EXTRACTS FROM THE WORKS OF

JOHN OWEN, D.D.

"For whereas for the time ye ought to be teachers, ye have need that one teach you again which be the first principles of the oracles of God."- (Heb. v. 12.) "You ought to be. He doth not only say, that they had enjoyed such a time and season of instruction as that they might have been able to teach and instruct others. But this, he declares, was expected from them as their duty. And the right understanding hereof depends on the consideration of the state and condition of the churches in those days. For this reproof would now seem uncouth and unreasonable. Our hearers do not look upon it as their duty to learn to be teachers, at least not in the church, and by the means of knowledge to be attained therein. They think it enough for them, if at best they can hear with some profit to themselves. But this was not the state of things in primitive times. Every church was then a seminary, wherein provision and preparation was made, not only for the continuation of the preaching of the gospel in itself, but for the calling, gathering, and teaching other churches also. When, therefore, a church was first planted by the ministry of the apostles, it was for a while continued under their own immediate care and inspection, and then usually committed by them unto the ministry of some evangelists.

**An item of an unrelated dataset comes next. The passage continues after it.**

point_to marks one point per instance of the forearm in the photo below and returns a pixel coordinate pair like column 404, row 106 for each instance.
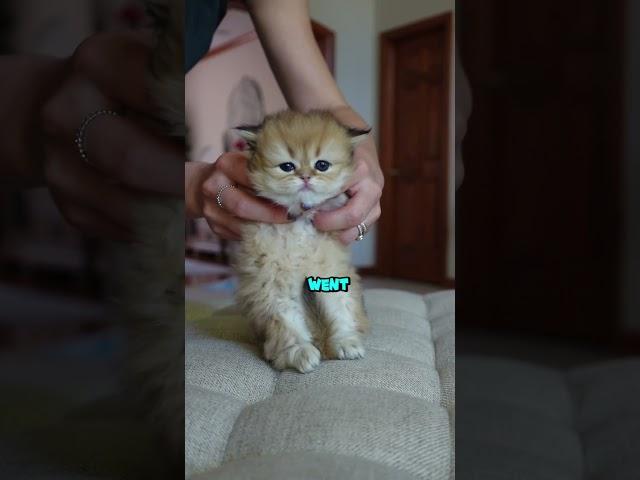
column 285, row 33
column 29, row 81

By them were they instructed more and more in the mysteries of religion, and directed in the use of all means whereby they might grow in grace and knowledge. And in this state were they continued, until some were found meet among themselves to be made overseers and instructors of the rest.--(2 Tim. ii. 2; Acts xiv. 23; Tit. i. 5.) Upon their decease, others were to be called and chosen from among themselves to the same work by the church, and

thus was the preservation and successive propagation of the church provided for-it being suited to the nature and law of all societies, as also to the institution and love of Christ unto his churches, that, in compliance with his appointments, they should be able to continue and preserve their being and order. And this course, namely, that teachers of the church should be educated thereunto in the church, continued inviolate until the public school at Alexandria, which became a precedent unto other places for a mixed learning of philosophy and religion, which after a while corrupted both, and at length the whole church itself."-Exposition upon the Epistle to the Hebrews, A.D. 1674.

"It is true that in the first churches not only some, but all who had received spiritual light in the gifts of knowledge and utterance did teach and instruct others as they had opportunity. (1 Pet. v. 8-11.) Hence the heathen philosophers, as Celsus in particular, objected to the Christians of old, that they suffered sutlers, and weavers, and coblers to teach among them, which, they who knew that Paul himself, their great apostle, wrought at a trade not much better, were not offended at. Of this sort were the disciples mentioned Acts viii. 4; so was Aquila, Acts xviii. 26, and the many prophets in the church of Corinth, 1 Cor. xiv."

"Some there are who begin to maintain that there is no need of any more but one pastor, bishop, or elder in a particular church, which hath its rule in itself, other elders for rule being unnecessary. This is a NOVEL OPINION, contradictory to the sense and practice of the church in all ages; and I shall prove the contrary. The pattern of the first churches constituted by the apostles, which it is our duty to imitate and follow as our rule, constantly expresseth and declares, that many elders were appointed by them in every church.-(Acts xi. 30; xiv. 23; xv. 2, 4, 6, 22; xvi. 4; xx. 17, &c.; 1 Tim. v. 17; Phil. i. 1; Tit. i. 5; 1 Pet. v. 1.) There is no mention in the Scripture, no mention in antiquity of any church wherein there was not more elders than one, nor doth that church answer the original pattern where it is otherwise."-True Nature of a Gospel Church, A.D. 1689, pp. 119, 138.